離婚後も円満に子供に会える「共同養育」とは?

子どもにとってはたとえ離婚しても「父と母」

両親の離婚後、子どもは一緒に暮らさない親とは疎遠になってしまうことが多い。「円満」に会うやり方がある(写真:Fast&Slow/PIXTA)

離婚した頃、「お子さんがいなくてよかったですね」と何十回も言われました。当時の私は、そのたびに「子どもがいなくても、悲しみや苦労は一緒」と、心の中で叫んだものです。しかし、夫婦問題を扱う専門家となった今は「子どもがいない私はまだ楽だった」と、心から思えます。それは、親権や養育費の問題、離婚後の親の介護や相続の問題などで元夫婦が争うのを見ているからです。

離婚後、シングルマザーが仕事と子育ての両立に苦労する姿も見ています。一方で、離婚後は自由に子どもに会えない父親たちも知っています。どちらも、葛藤は想像を絶するものです。しかし近年、離婚後も元夫婦が協力して子育てをする「共同養育」の考え方が、日本でも広がりつつあります。なぜでしょうか。
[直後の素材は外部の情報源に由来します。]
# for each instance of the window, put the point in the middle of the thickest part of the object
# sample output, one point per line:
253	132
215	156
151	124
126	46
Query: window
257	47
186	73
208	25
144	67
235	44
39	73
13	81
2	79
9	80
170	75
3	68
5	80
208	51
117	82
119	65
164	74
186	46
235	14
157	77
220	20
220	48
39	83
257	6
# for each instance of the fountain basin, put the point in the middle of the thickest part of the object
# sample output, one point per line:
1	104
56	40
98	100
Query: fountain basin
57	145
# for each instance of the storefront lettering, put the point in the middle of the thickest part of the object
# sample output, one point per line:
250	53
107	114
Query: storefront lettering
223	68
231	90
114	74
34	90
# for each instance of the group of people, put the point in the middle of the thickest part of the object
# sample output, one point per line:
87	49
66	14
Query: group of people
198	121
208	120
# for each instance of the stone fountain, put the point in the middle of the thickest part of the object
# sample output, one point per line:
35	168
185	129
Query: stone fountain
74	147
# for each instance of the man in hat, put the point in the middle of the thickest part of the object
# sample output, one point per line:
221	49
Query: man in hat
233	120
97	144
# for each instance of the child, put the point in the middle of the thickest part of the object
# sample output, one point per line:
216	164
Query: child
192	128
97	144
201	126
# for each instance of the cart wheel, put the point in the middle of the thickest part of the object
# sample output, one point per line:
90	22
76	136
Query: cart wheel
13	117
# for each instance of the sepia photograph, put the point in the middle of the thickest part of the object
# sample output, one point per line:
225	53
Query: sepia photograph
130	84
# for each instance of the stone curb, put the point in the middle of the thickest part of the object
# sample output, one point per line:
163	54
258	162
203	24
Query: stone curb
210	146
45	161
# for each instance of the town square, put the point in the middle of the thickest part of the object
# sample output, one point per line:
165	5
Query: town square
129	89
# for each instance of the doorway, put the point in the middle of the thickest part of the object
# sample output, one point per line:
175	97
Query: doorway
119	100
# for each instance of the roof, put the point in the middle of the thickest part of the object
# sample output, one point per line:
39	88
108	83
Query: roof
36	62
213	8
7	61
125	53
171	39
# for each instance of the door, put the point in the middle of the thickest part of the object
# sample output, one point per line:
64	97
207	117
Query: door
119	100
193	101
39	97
G7の中で「単独親権制度」を採用しているのは日本だけ

総務省の人口動態統計(2016年)によると、離婚後に親子が会っているのは全体の3割にとどまっています。日本では「子どもを引き取った親(親権者)が育てる」ことが当たり前とされ、別居したほうの親に子どもはなかなか会うことができません。離婚した女性から「元夫が子どもに会わせろと言ってくるんです、どうやったら止められますか」という相談を受けたこともありました。

日本の法律は「単独親権制度」を採用しているので、父母の離婚でどちらか一方に会えない子どもが増えてしまいます。ところが、世界的には多くの国が「共同親権制度」を採っているのです。G7の先進国の中で単独親権の採用国は日本だけです。
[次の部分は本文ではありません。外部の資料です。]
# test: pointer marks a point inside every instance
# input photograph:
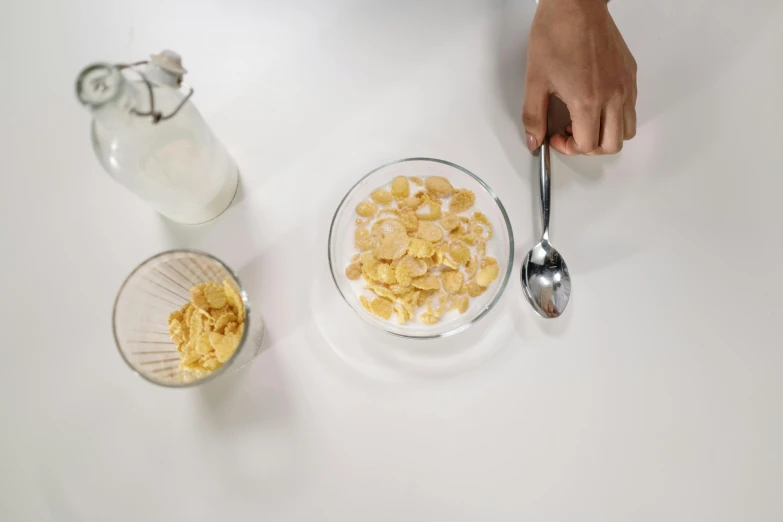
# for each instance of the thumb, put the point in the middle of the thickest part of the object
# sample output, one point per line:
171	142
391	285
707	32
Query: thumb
534	113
離婚後に子どもに会うことを「面会交流」といいますが、私の相談者で、離婚したくない夫が「自分の娘に会うのに、なぜ面会などという言葉を使わなくてはならないのですか」と、大泣きしたその姿を今も思い出します。離婚時15歳未満の子どもは、両親のどちらと暮らしたいのか、選択ができません。離婚しても父親と母親には変わりがないはずなのに、どちらかと暮らせば、もう一方とは会うことすら、ままならなくなるのです。